Designing with the nursery staff
We organised a workshop inviting teachers and staff alike to tell us what worked and what could use improvement. With post‐its, pens and big sheets of paper we avoided architectural language and found out what changes to the building would actually be better for them. And it turns out, their priority was not quite what the head had imagined: they didn’t want space to relax but instead to work more efficiently. We needed to tidy up the staff rooms, to enable better concentration and organsiation.
Working with existing buildings requires an understanding of how they are used before being able to design improvements. A decade earlier, Matthew Lloyd Architects had expanded the school and sensibly organised the learning areas to radiate around the reception and administrative zone. In recent years, the growth of the student body and teaching staff blurred this clear organisation.
Beautiful spaces for wellbeing
Children were brought into admin spaces due to an increased need for rooms; teachers did not have a dedicated space to focus on their admin tasks; the role of Head and Deputy Head diverged into outward and inward‐facing capacities making a shared office no longer appropriate. Alongside these observations, we realised that walking routes crept into the larger spaces resulting in inefficiency. And lastly, not enough attention had been paid to the experience of regularly invited visitors and external bodies.
We knew we had to emphasise to the children the original division of the building: an open‐plan learning space where they could roam freely and a boundary beyond which were smaller, enclosed spaces in which they needed adult invitation. Then, we set about subdividing some of the larger, inefficient rooms into separate spaces planned for specific users and purposes. These rooms were developed in close consultation with the respective users to make sure they were fit‐for‐purpose.
Colour as a design tool
Colour was one of our two primary design interventions. We knew it was cost‐effective to implement, could personalise spaces, and provide a degree of playfulness that was appropriate. All the staff members chose their favourite colours, and we created palettes and chose materials based on their input.
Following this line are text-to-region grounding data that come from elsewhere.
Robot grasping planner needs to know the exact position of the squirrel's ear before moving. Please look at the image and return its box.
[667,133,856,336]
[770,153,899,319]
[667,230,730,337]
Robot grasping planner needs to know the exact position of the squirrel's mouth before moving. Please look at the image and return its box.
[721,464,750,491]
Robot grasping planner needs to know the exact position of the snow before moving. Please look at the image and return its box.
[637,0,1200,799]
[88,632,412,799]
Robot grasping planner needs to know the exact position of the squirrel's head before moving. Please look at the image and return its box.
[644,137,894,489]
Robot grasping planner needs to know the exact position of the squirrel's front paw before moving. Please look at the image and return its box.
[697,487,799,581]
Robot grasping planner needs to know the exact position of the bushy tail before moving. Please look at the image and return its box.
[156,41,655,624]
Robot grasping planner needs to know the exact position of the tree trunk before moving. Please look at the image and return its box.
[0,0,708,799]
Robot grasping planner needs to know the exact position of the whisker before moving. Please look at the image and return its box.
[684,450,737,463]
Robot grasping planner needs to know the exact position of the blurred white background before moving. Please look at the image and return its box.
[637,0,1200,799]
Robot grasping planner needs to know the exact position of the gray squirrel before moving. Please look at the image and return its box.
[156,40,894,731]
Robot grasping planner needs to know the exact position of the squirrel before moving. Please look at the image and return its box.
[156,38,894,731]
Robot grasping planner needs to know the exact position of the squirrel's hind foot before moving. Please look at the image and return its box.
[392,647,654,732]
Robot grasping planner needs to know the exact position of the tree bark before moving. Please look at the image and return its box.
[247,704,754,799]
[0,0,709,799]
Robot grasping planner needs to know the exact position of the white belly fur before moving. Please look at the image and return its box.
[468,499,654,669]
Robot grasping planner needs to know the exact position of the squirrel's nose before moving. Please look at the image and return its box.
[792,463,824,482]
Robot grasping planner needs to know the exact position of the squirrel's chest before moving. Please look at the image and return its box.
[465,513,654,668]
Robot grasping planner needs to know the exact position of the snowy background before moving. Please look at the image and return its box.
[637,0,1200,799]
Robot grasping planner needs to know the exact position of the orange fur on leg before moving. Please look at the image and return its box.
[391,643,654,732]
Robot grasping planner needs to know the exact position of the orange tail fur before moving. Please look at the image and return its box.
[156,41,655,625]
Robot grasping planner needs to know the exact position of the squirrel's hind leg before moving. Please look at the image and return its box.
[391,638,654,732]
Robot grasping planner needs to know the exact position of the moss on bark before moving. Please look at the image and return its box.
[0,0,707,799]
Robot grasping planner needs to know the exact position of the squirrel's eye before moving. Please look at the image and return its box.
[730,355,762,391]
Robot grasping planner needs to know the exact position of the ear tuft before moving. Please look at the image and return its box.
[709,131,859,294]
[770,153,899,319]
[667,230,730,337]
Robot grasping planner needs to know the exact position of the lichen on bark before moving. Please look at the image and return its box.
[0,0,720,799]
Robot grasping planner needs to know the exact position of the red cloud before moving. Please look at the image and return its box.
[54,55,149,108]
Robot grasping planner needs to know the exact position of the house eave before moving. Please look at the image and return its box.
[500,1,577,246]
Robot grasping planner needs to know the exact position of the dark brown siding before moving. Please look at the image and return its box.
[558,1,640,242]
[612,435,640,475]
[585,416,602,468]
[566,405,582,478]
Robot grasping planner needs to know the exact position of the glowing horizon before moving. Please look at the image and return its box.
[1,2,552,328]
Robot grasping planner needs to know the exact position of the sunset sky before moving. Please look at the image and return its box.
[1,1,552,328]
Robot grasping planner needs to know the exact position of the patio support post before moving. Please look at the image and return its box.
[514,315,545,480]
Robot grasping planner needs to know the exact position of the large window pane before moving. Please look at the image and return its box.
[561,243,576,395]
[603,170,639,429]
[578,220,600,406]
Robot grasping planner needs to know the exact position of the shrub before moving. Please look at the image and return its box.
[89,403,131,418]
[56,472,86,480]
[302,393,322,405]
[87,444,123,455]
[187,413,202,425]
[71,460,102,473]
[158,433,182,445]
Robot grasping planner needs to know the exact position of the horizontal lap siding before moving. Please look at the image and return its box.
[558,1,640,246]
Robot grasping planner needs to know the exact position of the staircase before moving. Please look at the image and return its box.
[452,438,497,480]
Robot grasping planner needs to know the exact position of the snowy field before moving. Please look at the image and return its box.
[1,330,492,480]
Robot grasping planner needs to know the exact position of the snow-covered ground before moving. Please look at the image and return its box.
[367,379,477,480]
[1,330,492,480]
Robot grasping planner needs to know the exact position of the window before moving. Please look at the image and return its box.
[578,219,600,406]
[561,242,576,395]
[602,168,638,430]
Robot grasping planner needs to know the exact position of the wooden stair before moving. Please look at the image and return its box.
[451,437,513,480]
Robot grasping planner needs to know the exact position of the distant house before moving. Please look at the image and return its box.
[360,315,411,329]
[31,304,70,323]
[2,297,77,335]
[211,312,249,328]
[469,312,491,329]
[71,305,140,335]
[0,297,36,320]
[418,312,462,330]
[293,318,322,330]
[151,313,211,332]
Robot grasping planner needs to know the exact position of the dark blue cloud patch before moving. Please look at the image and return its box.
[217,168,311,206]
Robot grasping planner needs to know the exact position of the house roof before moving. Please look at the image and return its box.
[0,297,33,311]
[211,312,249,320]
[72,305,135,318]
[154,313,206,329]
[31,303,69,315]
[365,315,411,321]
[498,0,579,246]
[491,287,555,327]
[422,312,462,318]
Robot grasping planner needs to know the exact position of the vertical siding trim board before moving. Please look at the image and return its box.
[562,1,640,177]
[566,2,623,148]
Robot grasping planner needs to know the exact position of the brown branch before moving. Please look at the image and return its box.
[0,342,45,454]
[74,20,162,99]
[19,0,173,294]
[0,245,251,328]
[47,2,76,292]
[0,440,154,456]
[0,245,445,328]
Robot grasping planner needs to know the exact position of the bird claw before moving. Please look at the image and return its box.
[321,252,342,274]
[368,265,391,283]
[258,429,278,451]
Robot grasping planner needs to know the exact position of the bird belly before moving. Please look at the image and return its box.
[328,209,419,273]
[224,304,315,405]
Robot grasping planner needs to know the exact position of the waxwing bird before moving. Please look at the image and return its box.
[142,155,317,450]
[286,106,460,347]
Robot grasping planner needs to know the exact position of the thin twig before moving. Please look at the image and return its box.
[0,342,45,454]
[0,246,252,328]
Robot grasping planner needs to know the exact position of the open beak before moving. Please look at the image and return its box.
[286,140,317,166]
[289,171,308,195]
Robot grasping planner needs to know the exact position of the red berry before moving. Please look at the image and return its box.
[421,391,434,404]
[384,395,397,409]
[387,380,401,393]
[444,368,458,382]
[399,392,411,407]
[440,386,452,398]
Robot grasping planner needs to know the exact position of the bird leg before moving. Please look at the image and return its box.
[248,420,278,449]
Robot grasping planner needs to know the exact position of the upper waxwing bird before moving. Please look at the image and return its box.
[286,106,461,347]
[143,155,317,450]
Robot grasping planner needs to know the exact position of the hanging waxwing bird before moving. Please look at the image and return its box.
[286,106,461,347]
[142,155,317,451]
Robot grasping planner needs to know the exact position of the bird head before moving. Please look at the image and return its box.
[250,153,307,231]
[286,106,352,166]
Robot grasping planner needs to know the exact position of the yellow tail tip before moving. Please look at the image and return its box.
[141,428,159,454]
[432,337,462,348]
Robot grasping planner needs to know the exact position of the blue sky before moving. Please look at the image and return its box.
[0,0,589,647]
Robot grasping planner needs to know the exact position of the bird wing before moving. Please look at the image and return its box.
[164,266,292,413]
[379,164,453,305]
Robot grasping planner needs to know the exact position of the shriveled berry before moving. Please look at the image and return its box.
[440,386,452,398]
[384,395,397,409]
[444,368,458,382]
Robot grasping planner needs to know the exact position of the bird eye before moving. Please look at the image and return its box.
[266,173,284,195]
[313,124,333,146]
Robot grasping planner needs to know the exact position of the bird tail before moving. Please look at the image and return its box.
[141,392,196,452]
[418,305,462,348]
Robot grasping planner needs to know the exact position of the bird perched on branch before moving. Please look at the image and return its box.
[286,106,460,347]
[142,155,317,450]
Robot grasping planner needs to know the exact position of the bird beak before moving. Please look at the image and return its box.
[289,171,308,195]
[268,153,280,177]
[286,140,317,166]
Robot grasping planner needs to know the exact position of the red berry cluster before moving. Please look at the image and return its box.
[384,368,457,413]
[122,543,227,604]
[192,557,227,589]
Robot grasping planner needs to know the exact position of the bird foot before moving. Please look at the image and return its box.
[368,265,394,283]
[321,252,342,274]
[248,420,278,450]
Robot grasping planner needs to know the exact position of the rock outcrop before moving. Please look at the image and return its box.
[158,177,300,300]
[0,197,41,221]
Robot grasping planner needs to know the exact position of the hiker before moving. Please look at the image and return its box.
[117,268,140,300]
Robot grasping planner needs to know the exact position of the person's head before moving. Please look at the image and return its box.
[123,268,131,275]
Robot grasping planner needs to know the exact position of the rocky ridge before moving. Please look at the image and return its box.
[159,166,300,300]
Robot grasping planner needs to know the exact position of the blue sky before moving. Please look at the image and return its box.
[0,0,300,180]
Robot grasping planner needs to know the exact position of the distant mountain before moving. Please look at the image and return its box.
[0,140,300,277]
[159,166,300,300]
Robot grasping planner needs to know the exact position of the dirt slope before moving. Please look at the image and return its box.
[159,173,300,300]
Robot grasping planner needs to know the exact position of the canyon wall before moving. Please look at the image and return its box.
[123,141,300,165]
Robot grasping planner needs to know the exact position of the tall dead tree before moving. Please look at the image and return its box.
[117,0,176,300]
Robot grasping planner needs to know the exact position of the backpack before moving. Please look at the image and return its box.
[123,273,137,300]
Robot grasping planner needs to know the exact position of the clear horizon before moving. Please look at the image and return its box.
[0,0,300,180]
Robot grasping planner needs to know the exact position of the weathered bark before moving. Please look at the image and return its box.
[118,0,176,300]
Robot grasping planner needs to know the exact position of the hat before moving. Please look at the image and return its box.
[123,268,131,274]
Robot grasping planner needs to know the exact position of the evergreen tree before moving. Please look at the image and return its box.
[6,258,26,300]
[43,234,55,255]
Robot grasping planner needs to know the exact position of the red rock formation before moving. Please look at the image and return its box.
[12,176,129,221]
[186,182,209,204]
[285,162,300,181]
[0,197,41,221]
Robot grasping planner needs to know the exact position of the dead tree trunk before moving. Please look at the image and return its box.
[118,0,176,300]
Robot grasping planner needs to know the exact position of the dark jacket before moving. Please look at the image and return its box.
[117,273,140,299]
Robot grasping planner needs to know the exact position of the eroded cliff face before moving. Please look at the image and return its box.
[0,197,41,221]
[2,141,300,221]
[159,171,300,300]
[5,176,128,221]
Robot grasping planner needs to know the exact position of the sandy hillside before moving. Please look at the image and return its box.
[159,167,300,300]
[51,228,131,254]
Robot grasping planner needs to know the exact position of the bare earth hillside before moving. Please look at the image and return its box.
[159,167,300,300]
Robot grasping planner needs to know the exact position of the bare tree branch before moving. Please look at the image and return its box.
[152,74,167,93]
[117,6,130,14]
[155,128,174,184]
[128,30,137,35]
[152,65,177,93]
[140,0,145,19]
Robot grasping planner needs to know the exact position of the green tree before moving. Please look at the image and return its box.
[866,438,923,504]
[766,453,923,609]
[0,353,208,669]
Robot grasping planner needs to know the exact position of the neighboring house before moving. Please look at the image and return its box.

For the rooms, we developed a typology of a background colour that could be applied throughout and then one bold colour of the user’s choice.
Bespoke joinery adds space
The second essential design idea was the use of custom joinery. Once again consultation with specific users was key. We took advantage of the full height of rooms and made sure that there were doors to all the units. This increased the amount of overall storage available but also decreased the visual clutter such that rooms felt better proportioned even if smaller in area.